US 21

Development
- Designer: Clark Scarborough
- Location: United States
- Year: 1982
- Builder: US Yachts
- Role: Racer-Cruiser
- Name: US 21

Boat
- Displacement: 1,700 lb (771 kg)
- Draft: 4.58 ft (1.40 m) with keel down

Hull
- Type: monohull
- Construction: fiberglass
- LOA: 21.25 ft (6.48 m)
- LWL: 18.00 ft (5.49 m)
- Beam: 8.00 ft (2.44 m)
- Engine: outboard motor

Hull appendages
- Keel: lifting keel
- Ballast: 200 lb (91 kg)
- Rudder: transom-mounted rudder

Rig
- Rig type: Bermuda rig
- I foretriangle height: 26.33 ft (8.03 m)
- J foretriangle base: 7.83 ft (2.39 m)
- P mainsail luff: 26.00 ft (7.92 m)
- E mainsail foot: 9.00 ft (2.74 m)

Sails
- Sailplan: fractional rigged sloop
- Mainsail area: 117.00 sq ft (10.870 m^{2})
- Jib/genoa area: 103.08 sq ft (9.576 m^{2})
- Total sail area: 220.08 sq ft (20.446 m^{2})

Racing
- PHRF: 201

= US Yachts US 21 =

1980s American recreational keelboat

The US Yachts US 21 is a recreational keelboat built by US Yachts in the United States, starting in 1982, but production had ended by 1984 when the product line was sold to Pearson Yachts. The molds were the used to build the very similar Triton 21.

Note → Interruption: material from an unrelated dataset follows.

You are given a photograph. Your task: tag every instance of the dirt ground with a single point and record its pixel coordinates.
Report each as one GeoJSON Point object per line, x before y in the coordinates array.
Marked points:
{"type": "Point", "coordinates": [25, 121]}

The US 21 design was developed into the Triton 21 in 1984, after Bayliner sold its US Yachts line of boats to Pearson Yachts.

==Design==
The fiberglass hull has a raked stem; an open, walk-through, reverse transom; a transom-hung rudder controlled by a tiller and a lifting keel. The boat has a draft of 4.58 ft with the centerboard extended and 1.25 ft with it retracted. It has a hull speed of 5.7 kn.

It has sleeping accommodation for four people, with a double "V"-berth in the bow cabin and a two straight settee berths in the main cabin. The galley is located on the port side just aft of the bow cabin and is equipped with a sink. The head is located in the bow cabin on the port side under the "V"-berth. Cabin headroom is 48 in.

It has a fractional sloop rig.

==Reception==
In a 2010 review Steve Henkel wrote, "best features: The U.S. 21's light weight should make her relatively easy to trailer, launch. and retrieve, though perhaps not as easily as the Newport 212. Her PHRF rating, well below that of her comps, intimates that she is fast. Worst features: Her high SA/D. wide beam, and low ballast compared to her comps may mean she needs more beef on the rail in heavy air to keep her upright."